The UK and UAE have signed a Memorandum of Understanding (MoU) expected to help facilitate the sharing of technical knowledge, advice, skills, and expertise, opening up new avenues for cooperation on energy and climate, while boosting jobs and investment in the UK.
Courtesy of GOV.UK
UK Business and Energy Secretary Grant Shapps said: “The UK is immensely proud of its longstanding relationship with the UAE. Today’s latest agreements provide further evidence that not only we are strengthening our energy security and lowering bills for consumers in the long term, we’re also unlocking huge opportunities for investment in British expertise and jobs in the process.”
“International cooperation on energy and climate with close partners like the UAE is vital and as they take centre stage as hosts of COP28 later this year, they will have our full support every step of the way.”
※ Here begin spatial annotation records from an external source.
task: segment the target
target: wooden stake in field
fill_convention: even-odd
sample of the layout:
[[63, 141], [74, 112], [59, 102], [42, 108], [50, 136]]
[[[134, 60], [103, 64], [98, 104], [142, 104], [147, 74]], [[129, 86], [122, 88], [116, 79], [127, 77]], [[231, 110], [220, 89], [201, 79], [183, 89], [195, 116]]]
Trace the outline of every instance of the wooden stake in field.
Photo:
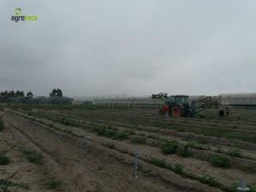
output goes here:
[[87, 154], [89, 152], [89, 144], [90, 144], [90, 137], [85, 137], [86, 139], [86, 147], [85, 147], [85, 153]]
[[247, 188], [243, 179], [241, 179], [237, 189], [243, 192], [243, 191], [250, 190], [250, 188]]
[[135, 162], [134, 162], [134, 178], [137, 178], [137, 155], [140, 152], [137, 150], [137, 146], [136, 147], [136, 149], [134, 151], [135, 154]]

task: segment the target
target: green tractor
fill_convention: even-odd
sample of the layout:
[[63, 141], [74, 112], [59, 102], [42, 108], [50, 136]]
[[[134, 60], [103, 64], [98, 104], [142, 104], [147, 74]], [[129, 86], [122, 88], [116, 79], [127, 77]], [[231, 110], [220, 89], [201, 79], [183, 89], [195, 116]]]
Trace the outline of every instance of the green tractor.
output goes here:
[[[189, 104], [189, 96], [177, 95], [163, 99], [169, 107], [169, 114], [173, 117], [194, 117], [195, 113], [207, 108], [212, 108], [212, 96], [207, 96]], [[160, 115], [164, 115], [164, 109], [159, 111]], [[202, 116], [202, 115], [201, 115]]]
[[[189, 102], [189, 96], [171, 96], [164, 102], [169, 108], [169, 114], [173, 117], [194, 117], [195, 115], [195, 110]], [[160, 113], [163, 114], [164, 110], [160, 109]]]

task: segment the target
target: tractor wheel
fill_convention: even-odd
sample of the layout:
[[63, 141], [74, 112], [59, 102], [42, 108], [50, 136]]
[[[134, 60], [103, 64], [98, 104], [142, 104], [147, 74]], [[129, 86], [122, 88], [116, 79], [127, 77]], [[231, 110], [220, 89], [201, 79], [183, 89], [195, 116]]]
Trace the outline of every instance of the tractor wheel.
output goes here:
[[224, 110], [223, 110], [223, 109], [220, 109], [220, 110], [218, 111], [218, 115], [219, 115], [219, 117], [224, 117], [224, 114], [225, 114], [225, 112], [224, 112]]
[[182, 111], [181, 111], [181, 108], [178, 108], [177, 106], [174, 106], [172, 108], [172, 115], [173, 117], [180, 117], [182, 115]]
[[162, 109], [162, 108], [159, 109], [158, 114], [160, 115], [160, 116], [164, 116], [165, 115], [164, 109]]

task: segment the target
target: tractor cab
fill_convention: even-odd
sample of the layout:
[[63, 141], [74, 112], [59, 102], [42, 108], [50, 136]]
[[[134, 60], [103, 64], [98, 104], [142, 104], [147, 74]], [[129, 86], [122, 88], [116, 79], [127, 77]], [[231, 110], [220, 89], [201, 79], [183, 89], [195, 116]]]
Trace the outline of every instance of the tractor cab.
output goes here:
[[171, 105], [189, 104], [189, 96], [184, 96], [184, 95], [171, 96], [169, 96], [168, 102]]
[[173, 117], [193, 116], [193, 111], [189, 103], [189, 96], [171, 96], [166, 99], [166, 103], [168, 104], [169, 113]]

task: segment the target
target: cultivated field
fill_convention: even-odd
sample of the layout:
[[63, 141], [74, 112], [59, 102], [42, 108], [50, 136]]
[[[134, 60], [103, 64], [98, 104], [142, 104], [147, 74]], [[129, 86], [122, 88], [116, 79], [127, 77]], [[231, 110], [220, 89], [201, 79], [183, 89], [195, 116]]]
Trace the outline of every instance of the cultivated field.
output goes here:
[[256, 191], [256, 110], [2, 108], [0, 191]]

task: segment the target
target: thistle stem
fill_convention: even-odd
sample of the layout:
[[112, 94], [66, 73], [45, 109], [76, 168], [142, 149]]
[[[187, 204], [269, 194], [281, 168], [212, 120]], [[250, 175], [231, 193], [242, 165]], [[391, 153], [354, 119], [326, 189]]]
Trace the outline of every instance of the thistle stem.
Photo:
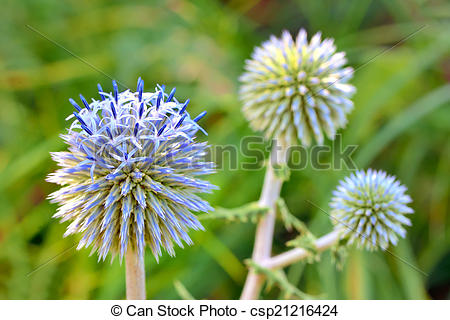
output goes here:
[[[272, 163], [286, 163], [287, 147], [285, 145], [274, 144], [271, 161], [267, 166], [264, 185], [259, 199], [261, 207], [268, 207], [270, 211], [258, 222], [256, 227], [255, 244], [253, 247], [252, 260], [259, 264], [271, 256], [273, 231], [275, 227], [275, 203], [280, 196], [283, 180], [275, 175]], [[242, 291], [241, 300], [258, 299], [261, 287], [264, 283], [264, 276], [250, 269]]]
[[[323, 237], [316, 240], [316, 249], [318, 252], [325, 251], [326, 249], [330, 248], [334, 244], [336, 244], [339, 240], [339, 233], [338, 231], [334, 230], [330, 233], [324, 235]], [[261, 262], [261, 267], [267, 268], [267, 269], [280, 269], [287, 267], [295, 262], [298, 262], [300, 260], [303, 260], [307, 257], [309, 257], [311, 253], [303, 248], [295, 248], [291, 249], [289, 251], [283, 252], [277, 256], [271, 257], [266, 259], [265, 261]]]
[[128, 248], [125, 254], [127, 300], [145, 300], [144, 256]]

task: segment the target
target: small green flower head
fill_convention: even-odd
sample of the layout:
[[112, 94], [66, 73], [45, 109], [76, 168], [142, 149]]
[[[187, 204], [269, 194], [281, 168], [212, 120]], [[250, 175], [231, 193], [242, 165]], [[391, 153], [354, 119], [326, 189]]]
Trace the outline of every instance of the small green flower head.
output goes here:
[[322, 41], [320, 33], [309, 42], [303, 29], [295, 40], [287, 31], [272, 36], [255, 48], [240, 77], [251, 127], [287, 145], [322, 144], [324, 134], [333, 139], [353, 108], [355, 88], [347, 83], [353, 69], [345, 64], [345, 53], [336, 53], [333, 40]]
[[412, 200], [406, 187], [383, 171], [358, 171], [342, 180], [330, 203], [335, 228], [348, 244], [368, 250], [386, 250], [404, 238], [411, 221], [405, 217], [414, 211], [407, 206]]

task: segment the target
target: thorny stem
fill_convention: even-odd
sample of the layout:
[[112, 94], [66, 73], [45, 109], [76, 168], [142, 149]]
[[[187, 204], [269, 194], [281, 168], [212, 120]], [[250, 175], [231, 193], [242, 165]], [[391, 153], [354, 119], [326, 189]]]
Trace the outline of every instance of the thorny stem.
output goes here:
[[[318, 252], [325, 251], [339, 241], [339, 233], [334, 230], [316, 240], [315, 245]], [[267, 269], [279, 269], [287, 267], [295, 262], [310, 256], [310, 252], [303, 248], [295, 248], [271, 257], [260, 263], [261, 267]]]
[[[257, 264], [262, 263], [271, 256], [273, 230], [276, 219], [275, 203], [280, 196], [281, 186], [283, 184], [283, 180], [275, 175], [272, 163], [283, 165], [286, 163], [286, 157], [287, 146], [275, 143], [271, 153], [271, 161], [269, 161], [267, 166], [261, 198], [259, 199], [259, 205], [270, 208], [270, 211], [261, 218], [256, 227], [252, 260]], [[258, 299], [263, 284], [264, 276], [251, 269], [247, 275], [241, 299]]]
[[131, 247], [125, 254], [127, 300], [145, 300], [144, 256], [139, 256]]

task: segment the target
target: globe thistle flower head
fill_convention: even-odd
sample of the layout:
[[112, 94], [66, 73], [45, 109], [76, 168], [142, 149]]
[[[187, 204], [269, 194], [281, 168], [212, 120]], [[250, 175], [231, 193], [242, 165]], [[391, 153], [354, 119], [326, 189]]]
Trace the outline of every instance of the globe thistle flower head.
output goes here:
[[215, 189], [199, 179], [214, 171], [195, 137], [206, 112], [191, 119], [189, 100], [163, 86], [144, 92], [141, 79], [136, 92], [113, 88], [99, 85], [91, 102], [70, 99], [76, 111], [62, 135], [69, 148], [52, 153], [60, 169], [47, 179], [63, 186], [50, 195], [60, 204], [54, 217], [72, 221], [65, 236], [82, 233], [78, 249], [92, 246], [99, 259], [122, 259], [129, 246], [142, 255], [146, 245], [156, 259], [161, 248], [174, 255], [174, 243], [192, 243], [189, 229], [203, 229], [193, 212], [212, 210], [197, 195]]
[[372, 169], [342, 180], [330, 203], [341, 238], [371, 251], [396, 245], [406, 235], [404, 225], [411, 225], [405, 215], [413, 213], [408, 207], [412, 200], [405, 191], [395, 177]]
[[322, 144], [345, 126], [353, 108], [355, 88], [347, 82], [353, 69], [344, 68], [343, 52], [332, 39], [316, 33], [308, 42], [301, 29], [295, 40], [284, 31], [255, 48], [246, 61], [240, 97], [250, 126], [266, 138], [287, 145]]

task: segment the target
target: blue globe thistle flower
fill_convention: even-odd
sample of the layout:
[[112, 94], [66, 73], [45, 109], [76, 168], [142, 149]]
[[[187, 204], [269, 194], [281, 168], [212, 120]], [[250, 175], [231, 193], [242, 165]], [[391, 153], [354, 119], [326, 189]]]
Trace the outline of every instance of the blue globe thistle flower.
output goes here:
[[345, 53], [336, 53], [332, 39], [316, 33], [308, 42], [301, 29], [294, 40], [284, 31], [256, 47], [240, 77], [243, 112], [250, 126], [266, 138], [298, 140], [309, 146], [333, 139], [352, 110], [355, 88], [347, 82]]
[[61, 168], [47, 179], [63, 186], [50, 195], [60, 204], [54, 217], [72, 221], [65, 236], [82, 233], [78, 249], [91, 245], [99, 260], [108, 252], [122, 259], [129, 245], [139, 255], [148, 245], [158, 260], [161, 247], [174, 255], [174, 243], [192, 243], [188, 229], [203, 229], [192, 212], [212, 210], [196, 195], [215, 189], [198, 178], [214, 171], [207, 144], [195, 141], [206, 112], [191, 119], [189, 100], [178, 102], [163, 86], [144, 92], [141, 79], [137, 92], [113, 87], [99, 85], [98, 100], [69, 100], [76, 109], [62, 135], [69, 148], [52, 153]]
[[403, 225], [411, 225], [405, 215], [414, 212], [407, 206], [412, 200], [405, 191], [395, 177], [372, 169], [342, 180], [330, 203], [342, 239], [371, 251], [396, 245], [398, 236], [406, 235]]

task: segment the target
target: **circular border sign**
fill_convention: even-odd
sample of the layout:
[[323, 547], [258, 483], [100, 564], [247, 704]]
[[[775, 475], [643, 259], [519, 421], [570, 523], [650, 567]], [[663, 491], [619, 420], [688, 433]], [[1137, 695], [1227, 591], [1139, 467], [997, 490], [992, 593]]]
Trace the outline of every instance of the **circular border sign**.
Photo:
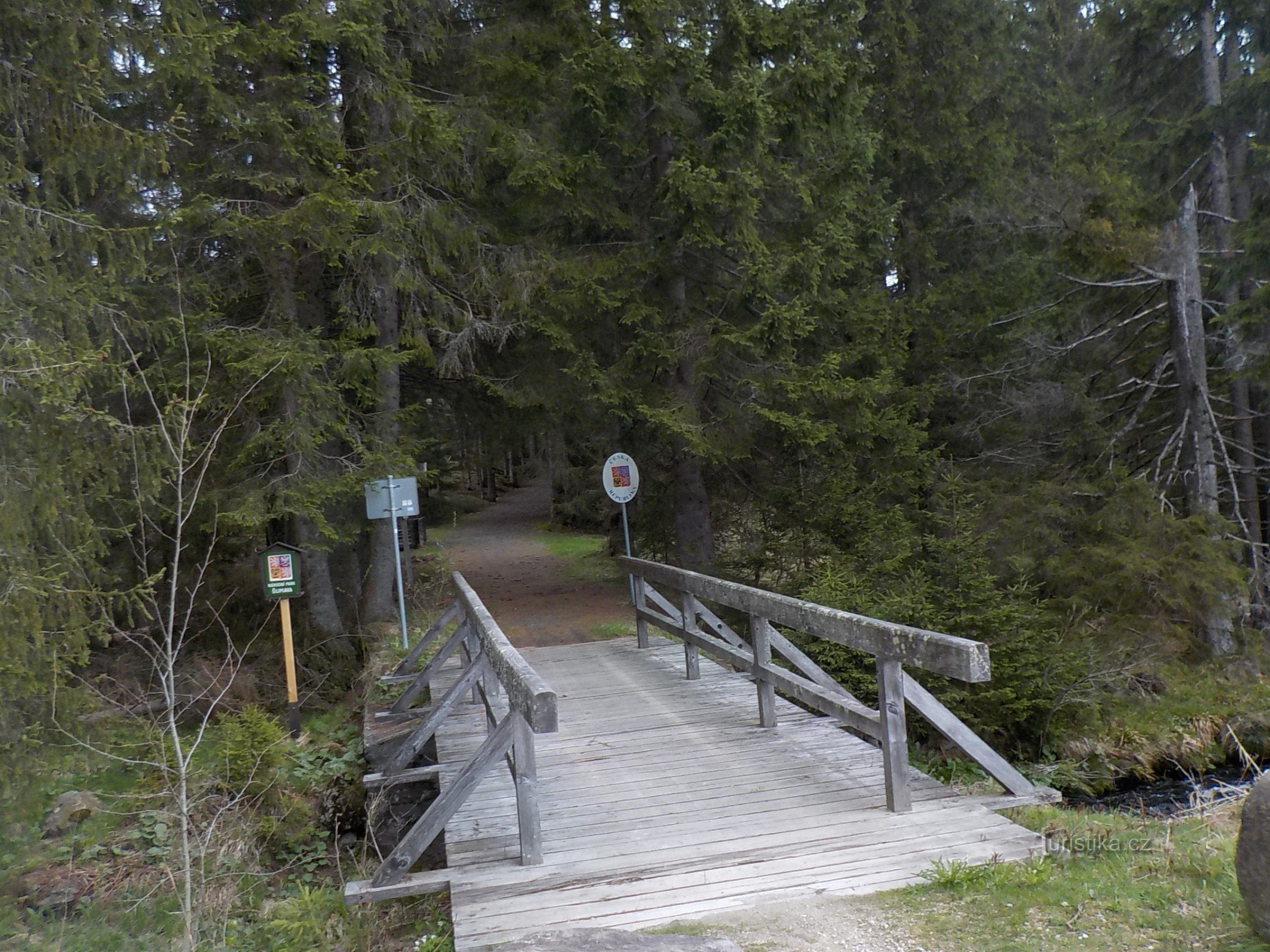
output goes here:
[[599, 481], [605, 484], [605, 493], [615, 503], [629, 503], [639, 493], [639, 467], [626, 453], [613, 453], [605, 459]]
The MoU, signed during the Abu Dhabi Sustainability Week, replaces the two countries’ 2018 MoU signed on cooperation in the field of energy.
It has been expanded to encompass the full scope of bilateral cooperation, including the new low-carbon super-fuel hydrogen.
The MoU also follows the Partnership for the Future (P4F), signed during President Sheikh Mohammed bin Zayed Al Nahyan’s visit to the UK in September 2021.
The P4F is complemented by the existing Sovereign Investment Partnership (SIP), agreed in March 2021 to serve as a coordinated investment framework to grow a future-focused relationship between the two nations, driving economic recovery, jobs, and growth.
The MoU builds on ADNOC as well, the UAE’s energy company, taking a 25% stake in the design stage of BP’s blue hydrogen project, H2Teesside, last year, and acknowledges the progress the UAE has made so far on climate action.